Many of the planet’s most important life forms originated in Africa: bacteria-like organisms; many dinosaur species and, of course primates – including humans. Even the rocks on the continent are among the oldest in the world. Some of them date back more than three billion years.

From single cells to complex organisms, from sea to land, from small to giant, the continent’s many and breathtakingly diverse landscapes and the soils beneath them have witnessed and recorded all the great transitions in the history of life on Earth. It is crucial to give this unique heritage the attention it deserves so that current students and future generations can better understand the evolutionary processes that have brought us to this point.

Some crucial moments in time

Life originated in seas, and the African fossil record documents the origin of multicellular organisms two billion years ago in what is today Franceville, a city in Gabon. Fossils in Namibia, meanwhile, represent the Ediacarian biotope, the earliest discovered marine ecosystem, dating back 600 million years and made up entirely of strange, pneumatic creatures that floated.

The rise of fish, too, is well represented in Africa’s fossil records. Fossils embedded in South African rocks that date back 320 million years offer evidence of lobe-finned fish (the same family as coelacanths). They’re the ancestors of all terrestrial vertebrates – that is, amphibians and reptiles.

You may think that one of these fish evolved into a walking creature whose new legs took it from the water to the land. But the very first transition from sea to land wasn’t actually achieved by a vertebrate. It was a scorpion, as a fossil also found in South Africa has taught us.

Some fossils found outside modern-day Africa also hold lessons about the continent.

Mesosaurus was a small crocodile-like animal that lived 300 million years ago. Mesosaurus fossils have been found in both Africa – Zimbabwe, Namibia and South Africa – and in Brazil in South America. Its fossil presence in those two very different places made Mesosaurus very important, since this proved that what are today two separate continents were once part of a giant landmass (along with Antarctica, Madagascar and Australia). It was a “supercontinent” called Gondwana.

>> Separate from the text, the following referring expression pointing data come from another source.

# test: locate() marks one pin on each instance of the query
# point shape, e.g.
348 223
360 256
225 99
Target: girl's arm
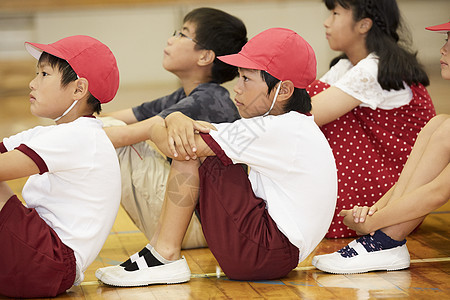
180 139
15 164
131 134
331 104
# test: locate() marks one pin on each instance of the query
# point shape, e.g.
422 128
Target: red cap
440 28
89 58
280 52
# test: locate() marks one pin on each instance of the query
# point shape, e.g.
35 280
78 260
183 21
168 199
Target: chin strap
274 99
67 111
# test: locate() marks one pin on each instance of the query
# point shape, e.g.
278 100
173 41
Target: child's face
445 59
180 54
47 98
341 30
251 94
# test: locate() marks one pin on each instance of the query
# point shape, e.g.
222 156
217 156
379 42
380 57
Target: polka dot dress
371 148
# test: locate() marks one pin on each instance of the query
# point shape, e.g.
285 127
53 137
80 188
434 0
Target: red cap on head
89 58
440 28
280 52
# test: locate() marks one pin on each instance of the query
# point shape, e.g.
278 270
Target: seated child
73 193
190 54
260 224
422 187
371 104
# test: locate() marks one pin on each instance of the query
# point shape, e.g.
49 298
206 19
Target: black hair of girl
220 32
396 64
68 75
300 100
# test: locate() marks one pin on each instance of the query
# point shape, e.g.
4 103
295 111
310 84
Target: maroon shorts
33 260
240 233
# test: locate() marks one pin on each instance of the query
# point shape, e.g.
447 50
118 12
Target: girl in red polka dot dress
371 104
422 187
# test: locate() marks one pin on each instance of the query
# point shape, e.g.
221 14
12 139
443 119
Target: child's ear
206 58
286 90
81 89
365 25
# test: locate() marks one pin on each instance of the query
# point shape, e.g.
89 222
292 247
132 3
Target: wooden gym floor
427 278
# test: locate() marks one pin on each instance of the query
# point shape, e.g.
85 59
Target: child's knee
442 133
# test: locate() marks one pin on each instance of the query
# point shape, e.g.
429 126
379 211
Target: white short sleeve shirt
361 82
291 167
79 196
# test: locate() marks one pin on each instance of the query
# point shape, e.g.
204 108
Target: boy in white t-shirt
73 191
257 225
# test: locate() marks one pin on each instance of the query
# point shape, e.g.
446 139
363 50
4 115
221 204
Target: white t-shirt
291 167
79 196
361 82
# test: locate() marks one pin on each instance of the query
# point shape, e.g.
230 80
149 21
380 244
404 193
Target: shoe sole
364 270
327 263
176 280
146 277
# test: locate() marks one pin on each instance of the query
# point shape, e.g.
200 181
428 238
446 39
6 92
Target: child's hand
356 217
181 130
360 212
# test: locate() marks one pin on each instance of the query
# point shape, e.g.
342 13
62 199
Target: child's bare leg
180 201
418 170
433 162
5 194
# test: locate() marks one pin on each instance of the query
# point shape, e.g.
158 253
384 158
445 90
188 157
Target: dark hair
396 63
220 32
300 100
68 75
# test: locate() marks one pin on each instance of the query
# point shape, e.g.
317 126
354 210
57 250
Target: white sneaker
174 272
391 259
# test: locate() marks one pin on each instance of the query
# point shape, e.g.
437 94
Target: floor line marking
305 268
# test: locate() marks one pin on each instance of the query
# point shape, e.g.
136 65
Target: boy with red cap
73 172
422 187
261 224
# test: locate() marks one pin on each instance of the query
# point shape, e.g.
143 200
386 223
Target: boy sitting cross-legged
190 54
257 225
73 192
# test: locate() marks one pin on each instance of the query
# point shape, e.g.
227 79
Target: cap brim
241 61
36 50
442 28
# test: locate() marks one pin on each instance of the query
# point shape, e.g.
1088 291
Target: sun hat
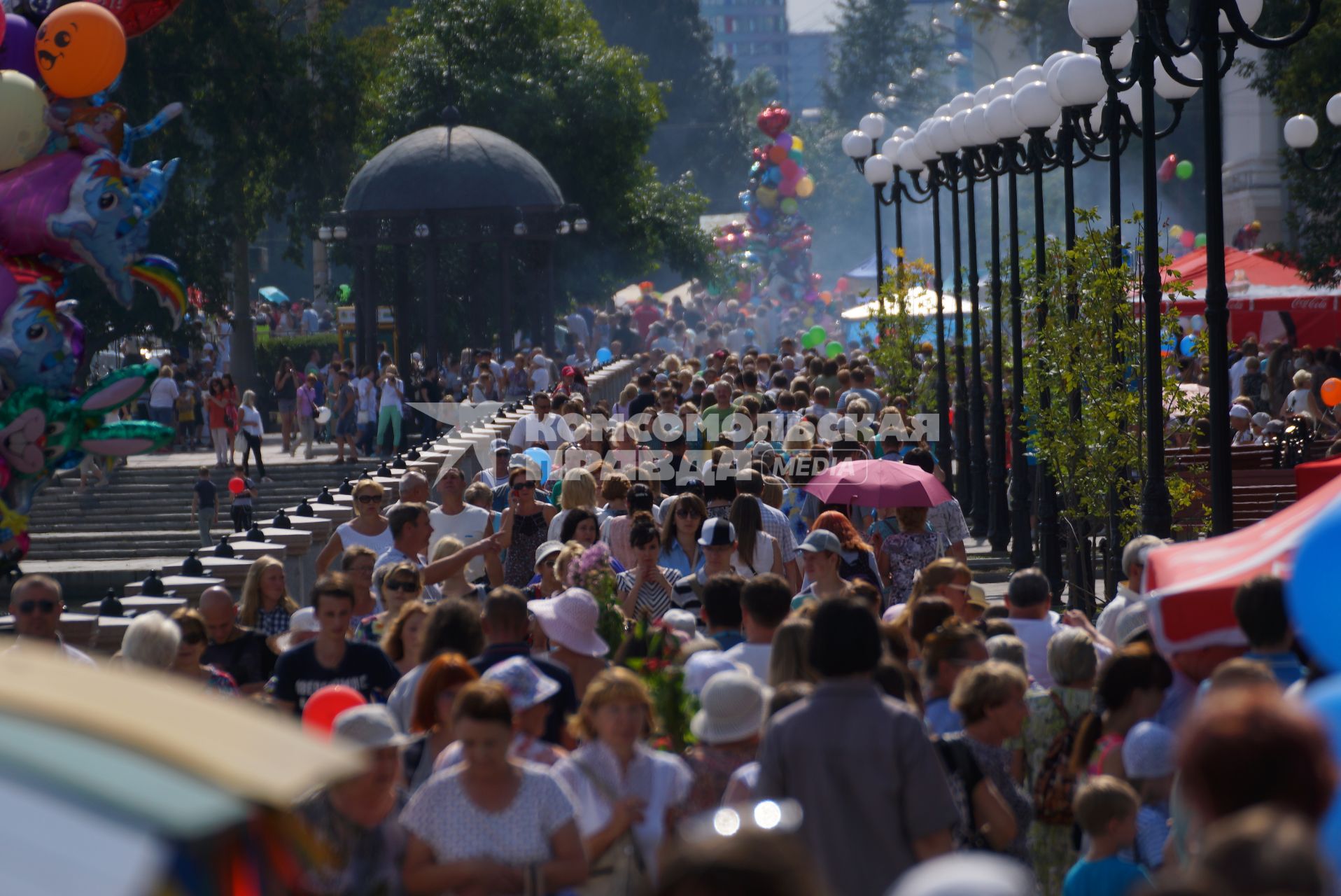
526 685
821 540
682 622
717 533
545 550
967 874
369 726
703 666
303 622
734 708
1149 750
569 619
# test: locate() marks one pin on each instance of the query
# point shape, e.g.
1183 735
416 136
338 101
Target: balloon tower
70 196
770 251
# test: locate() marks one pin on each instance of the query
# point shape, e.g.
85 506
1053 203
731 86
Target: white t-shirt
162 393
755 656
443 816
468 528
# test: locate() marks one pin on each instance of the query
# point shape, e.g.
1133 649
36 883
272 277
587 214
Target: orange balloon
1332 392
80 48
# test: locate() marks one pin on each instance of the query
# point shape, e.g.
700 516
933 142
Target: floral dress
1051 847
908 554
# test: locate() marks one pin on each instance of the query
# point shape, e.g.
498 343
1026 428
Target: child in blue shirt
1105 809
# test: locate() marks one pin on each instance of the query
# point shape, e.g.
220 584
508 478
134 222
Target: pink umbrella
878 483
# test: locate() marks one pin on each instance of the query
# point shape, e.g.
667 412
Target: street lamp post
1214 26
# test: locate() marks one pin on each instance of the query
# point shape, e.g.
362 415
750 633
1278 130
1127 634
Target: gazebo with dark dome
468 216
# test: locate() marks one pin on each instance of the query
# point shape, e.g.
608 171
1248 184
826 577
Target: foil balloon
82 208
39 344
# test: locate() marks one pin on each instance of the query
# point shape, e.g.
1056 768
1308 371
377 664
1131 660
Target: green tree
1301 80
876 45
1099 353
540 73
707 129
262 90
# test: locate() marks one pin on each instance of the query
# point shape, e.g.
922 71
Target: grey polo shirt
866 777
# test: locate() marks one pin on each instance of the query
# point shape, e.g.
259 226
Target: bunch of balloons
1171 168
771 250
70 197
1186 238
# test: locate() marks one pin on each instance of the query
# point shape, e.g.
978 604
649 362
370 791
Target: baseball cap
821 540
717 533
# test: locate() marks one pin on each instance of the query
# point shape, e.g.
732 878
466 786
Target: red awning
1191 585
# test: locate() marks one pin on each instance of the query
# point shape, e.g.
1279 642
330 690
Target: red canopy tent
1190 587
1261 288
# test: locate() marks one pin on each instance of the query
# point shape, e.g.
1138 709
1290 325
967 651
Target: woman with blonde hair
626 794
790 656
399 584
250 430
578 493
266 603
369 526
404 639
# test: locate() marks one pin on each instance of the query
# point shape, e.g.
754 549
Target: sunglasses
45 607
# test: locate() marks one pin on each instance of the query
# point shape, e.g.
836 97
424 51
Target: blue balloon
1310 593
542 458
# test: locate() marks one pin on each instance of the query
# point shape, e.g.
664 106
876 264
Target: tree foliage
707 127
876 45
1100 353
263 93
540 73
1297 80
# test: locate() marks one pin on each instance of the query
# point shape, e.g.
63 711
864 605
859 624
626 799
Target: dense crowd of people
660 664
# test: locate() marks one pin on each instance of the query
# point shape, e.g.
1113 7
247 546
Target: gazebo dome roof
446 169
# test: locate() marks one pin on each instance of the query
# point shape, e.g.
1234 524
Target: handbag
620 871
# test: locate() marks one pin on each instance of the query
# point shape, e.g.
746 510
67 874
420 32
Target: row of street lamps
1068 111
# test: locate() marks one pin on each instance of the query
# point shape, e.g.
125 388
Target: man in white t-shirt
1027 600
541 426
765 603
458 519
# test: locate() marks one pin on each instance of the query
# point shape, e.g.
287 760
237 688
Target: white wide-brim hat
569 619
734 708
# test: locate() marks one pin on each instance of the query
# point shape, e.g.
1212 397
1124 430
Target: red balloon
139 16
322 708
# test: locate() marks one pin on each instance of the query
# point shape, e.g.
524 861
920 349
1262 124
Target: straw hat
734 708
569 619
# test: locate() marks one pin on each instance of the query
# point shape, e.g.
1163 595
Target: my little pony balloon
82 208
39 345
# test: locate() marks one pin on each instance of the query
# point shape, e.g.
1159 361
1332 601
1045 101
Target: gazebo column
432 307
506 301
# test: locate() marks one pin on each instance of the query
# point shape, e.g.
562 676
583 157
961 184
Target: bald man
414 490
239 651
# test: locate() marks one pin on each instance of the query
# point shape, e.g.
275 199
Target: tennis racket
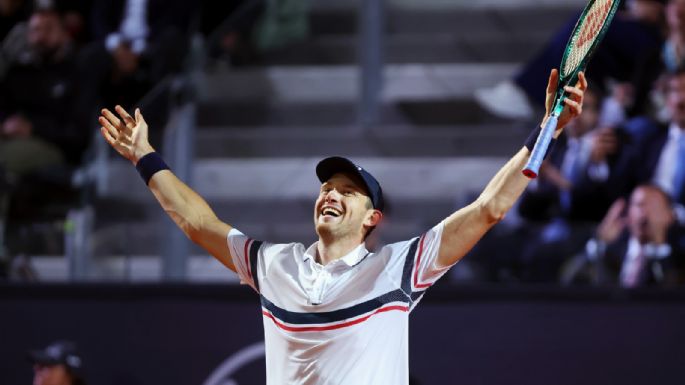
588 32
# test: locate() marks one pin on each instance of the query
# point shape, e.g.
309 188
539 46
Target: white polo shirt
343 323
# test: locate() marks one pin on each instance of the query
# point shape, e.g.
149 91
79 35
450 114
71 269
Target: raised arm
468 225
192 214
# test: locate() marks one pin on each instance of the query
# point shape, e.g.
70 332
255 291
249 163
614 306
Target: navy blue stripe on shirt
254 255
409 267
298 318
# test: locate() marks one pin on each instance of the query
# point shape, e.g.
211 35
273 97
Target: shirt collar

It was on Gondwana that the earliest dinosaurs were born. And they thrived across what is today Africa. For instance, fossils show that the tallest animal which ever lived – the Giraffatitan, which stretched to a huge 12 meters – roamed modern-day Tanzania. Peeling back layers that were formed 100 million years ago in the Cretaceous in parts of North Africa yielded evidence of predatory carnivorous dinosaurs like the Spinosaurus (which you may recognise from the Jurassic Park films). These beasts were as big, or sometimes larger, than the famous North American Tyrannosaurus rex.

The next transition came 66 million years ago. Dinosaurs died out and mammals diversified. These mammals’ fossil records show them to be the ancestors of some of Africa’s most famous wildlife, like elephants.

And of course, there were humans – or there would be, eventually. The earliest hominim fossil was found in Chad; it dates back between six and seven million years. Time moved, landscapes shifted; and, 300 000 years ago, the continent’s first recorded fossil hunters emerged. Fossils and other evidence have revealed that the earliest representatives of our own species, Homo sapiens, collected fossil sea shells in Morocco.

Sharing knowledge

This is but a quick glimpse into what I want my students to learn. By teaching them how amazingly rich and diverse their palaeontological heritage is, I aim to inspire this new batch of future scientists to keep studying the evolution of different species.

The ConversationOnly by educating more students about their past will academics have a chance to reach out to communities across Africa, raising awareness about the importance of the continent’s fossil heritage to us all, and ultimately give to Africa what the continent really deserves: more African palaeontologists.